Each dataset has a compression property, which defaults to off.
Compression can be set per dataset or per volume. If not explicitly set, it inherits the behavior of the parent.
Compression occurs transparently, as data is written to disk. ZFS makes no effort to go back and do anything to data already written.
This means that if you create a pool with no compression, then create some datasets and start populating them, then realize that compression may be advantageous, so set that on the pool (where it is inherited to the datasets), the data stored in the datasets is still stored uncompressed. To gain compression for the already-written data, it will have to be read and re-written to the datasets. Rsync is probably the best tool of choice to perform this action.
When To Use ZFS Compression
on (= LZJB)
LZ4 - Added in ZFS pool version 5000 (feature flags), LZ4 is now the recommended compression algorithm.
LZ4 compresses approximately 50% faster than LZJB when operating on compressible data, and is over three times faster when operating on uncompressible data. LZ4 also decompresses approximately 80% faster than LZJB. On modern CPUs, LZ4 can often compress at over 500 MB
/s, and decompress at over 1.5 GB
/s (per single CPU core).
LZJB - Offers good compression with less CPU overhead compared to GZIP.
ZLE - Zero Length Encoding is a special compression algorithm that only compresses continuous runs of zeros. This compression algorithm is only useful when the dataset contains large blocks of zeros.

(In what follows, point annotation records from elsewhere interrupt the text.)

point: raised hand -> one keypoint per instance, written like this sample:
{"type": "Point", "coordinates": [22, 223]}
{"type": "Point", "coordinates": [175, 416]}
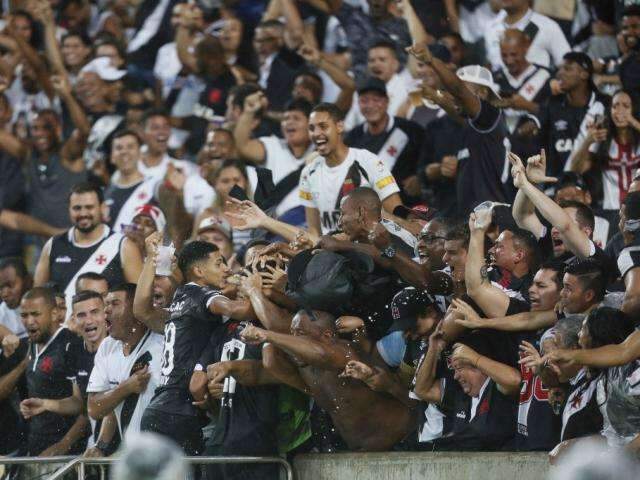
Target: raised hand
{"type": "Point", "coordinates": [537, 169]}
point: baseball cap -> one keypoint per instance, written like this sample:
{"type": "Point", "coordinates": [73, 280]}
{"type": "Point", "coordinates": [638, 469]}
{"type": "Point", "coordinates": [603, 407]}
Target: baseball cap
{"type": "Point", "coordinates": [372, 84]}
{"type": "Point", "coordinates": [479, 75]}
{"type": "Point", "coordinates": [405, 307]}
{"type": "Point", "coordinates": [104, 69]}
{"type": "Point", "coordinates": [419, 211]}
{"type": "Point", "coordinates": [215, 223]}
{"type": "Point", "coordinates": [154, 213]}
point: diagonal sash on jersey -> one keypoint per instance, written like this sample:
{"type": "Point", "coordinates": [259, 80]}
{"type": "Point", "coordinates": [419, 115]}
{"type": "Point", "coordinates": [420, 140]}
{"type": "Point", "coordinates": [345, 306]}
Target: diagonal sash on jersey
{"type": "Point", "coordinates": [140, 196]}
{"type": "Point", "coordinates": [393, 147]}
{"type": "Point", "coordinates": [97, 262]}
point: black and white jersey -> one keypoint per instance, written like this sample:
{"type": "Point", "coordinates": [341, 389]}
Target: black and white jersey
{"type": "Point", "coordinates": [563, 127]}
{"type": "Point", "coordinates": [581, 416]}
{"type": "Point", "coordinates": [186, 334]}
{"type": "Point", "coordinates": [122, 202]}
{"type": "Point", "coordinates": [398, 146]}
{"type": "Point", "coordinates": [51, 373]}
{"type": "Point", "coordinates": [112, 367]}
{"type": "Point", "coordinates": [532, 85]}
{"type": "Point", "coordinates": [68, 260]}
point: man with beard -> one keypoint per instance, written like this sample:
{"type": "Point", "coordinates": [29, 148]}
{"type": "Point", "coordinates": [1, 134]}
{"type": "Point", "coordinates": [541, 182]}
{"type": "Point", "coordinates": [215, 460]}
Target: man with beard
{"type": "Point", "coordinates": [284, 157]}
{"type": "Point", "coordinates": [366, 420]}
{"type": "Point", "coordinates": [54, 401]}
{"type": "Point", "coordinates": [197, 309]}
{"type": "Point", "coordinates": [127, 365]}
{"type": "Point", "coordinates": [129, 191]}
{"type": "Point", "coordinates": [88, 246]}
{"type": "Point", "coordinates": [338, 170]}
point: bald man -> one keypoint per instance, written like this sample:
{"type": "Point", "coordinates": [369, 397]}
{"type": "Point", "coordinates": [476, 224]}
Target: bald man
{"type": "Point", "coordinates": [523, 86]}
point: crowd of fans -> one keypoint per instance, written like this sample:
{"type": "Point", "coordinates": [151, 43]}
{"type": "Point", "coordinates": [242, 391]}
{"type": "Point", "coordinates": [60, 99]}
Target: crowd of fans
{"type": "Point", "coordinates": [271, 227]}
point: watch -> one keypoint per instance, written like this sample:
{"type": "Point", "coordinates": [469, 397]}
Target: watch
{"type": "Point", "coordinates": [389, 252]}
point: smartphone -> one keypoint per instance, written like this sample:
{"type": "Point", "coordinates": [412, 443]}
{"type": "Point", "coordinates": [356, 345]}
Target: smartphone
{"type": "Point", "coordinates": [238, 193]}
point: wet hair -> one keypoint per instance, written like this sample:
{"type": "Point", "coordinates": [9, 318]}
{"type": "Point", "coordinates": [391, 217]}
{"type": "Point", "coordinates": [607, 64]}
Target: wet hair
{"type": "Point", "coordinates": [584, 214]}
{"type": "Point", "coordinates": [192, 253]}
{"type": "Point", "coordinates": [568, 329]}
{"type": "Point", "coordinates": [558, 267]}
{"type": "Point", "coordinates": [126, 133]}
{"type": "Point", "coordinates": [632, 206]}
{"type": "Point", "coordinates": [334, 112]}
{"type": "Point", "coordinates": [87, 187]}
{"type": "Point", "coordinates": [17, 264]}
{"type": "Point", "coordinates": [299, 105]}
{"type": "Point", "coordinates": [527, 241]}
{"type": "Point", "coordinates": [590, 275]}
{"type": "Point", "coordinates": [47, 294]}
{"type": "Point", "coordinates": [85, 295]}
{"type": "Point", "coordinates": [608, 326]}
{"type": "Point", "coordinates": [96, 277]}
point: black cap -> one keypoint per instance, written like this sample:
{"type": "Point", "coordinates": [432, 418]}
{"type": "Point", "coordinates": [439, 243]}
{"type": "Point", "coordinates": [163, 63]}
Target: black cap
{"type": "Point", "coordinates": [406, 306]}
{"type": "Point", "coordinates": [581, 59]}
{"type": "Point", "coordinates": [372, 84]}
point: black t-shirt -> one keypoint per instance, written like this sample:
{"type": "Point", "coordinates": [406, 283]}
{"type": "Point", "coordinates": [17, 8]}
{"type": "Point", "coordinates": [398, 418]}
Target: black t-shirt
{"type": "Point", "coordinates": [186, 334]}
{"type": "Point", "coordinates": [401, 143]}
{"type": "Point", "coordinates": [483, 167]}
{"type": "Point", "coordinates": [51, 374]}
{"type": "Point", "coordinates": [13, 425]}
{"type": "Point", "coordinates": [560, 126]}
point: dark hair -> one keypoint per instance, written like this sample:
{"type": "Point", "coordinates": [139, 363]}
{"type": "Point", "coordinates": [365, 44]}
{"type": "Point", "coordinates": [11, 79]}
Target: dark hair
{"type": "Point", "coordinates": [17, 264]}
{"type": "Point", "coordinates": [299, 105]}
{"type": "Point", "coordinates": [459, 231]}
{"type": "Point", "coordinates": [193, 252]}
{"type": "Point", "coordinates": [84, 38]}
{"type": "Point", "coordinates": [87, 187]}
{"type": "Point", "coordinates": [385, 44]}
{"type": "Point", "coordinates": [608, 326]}
{"type": "Point", "coordinates": [590, 274]}
{"type": "Point", "coordinates": [334, 112]}
{"type": "Point", "coordinates": [46, 294]}
{"type": "Point", "coordinates": [85, 295]}
{"type": "Point", "coordinates": [528, 242]}
{"type": "Point", "coordinates": [96, 277]}
{"type": "Point", "coordinates": [154, 112]}
{"type": "Point", "coordinates": [556, 266]}
{"type": "Point", "coordinates": [128, 288]}
{"type": "Point", "coordinates": [127, 132]}
{"type": "Point", "coordinates": [584, 214]}
{"type": "Point", "coordinates": [240, 92]}
{"type": "Point", "coordinates": [632, 205]}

GZIP - A popular stream compression algorithm available in ZFS. One of the main advantages of using GZIP is its configurable level of compression. When setting the compress property, the administrator can choose the level of compression, ranging from gzip1, the lowest level of compression, to gzip9, the highest level of compression. This gives the administrator control over how much CPU time to trade for saved disk space.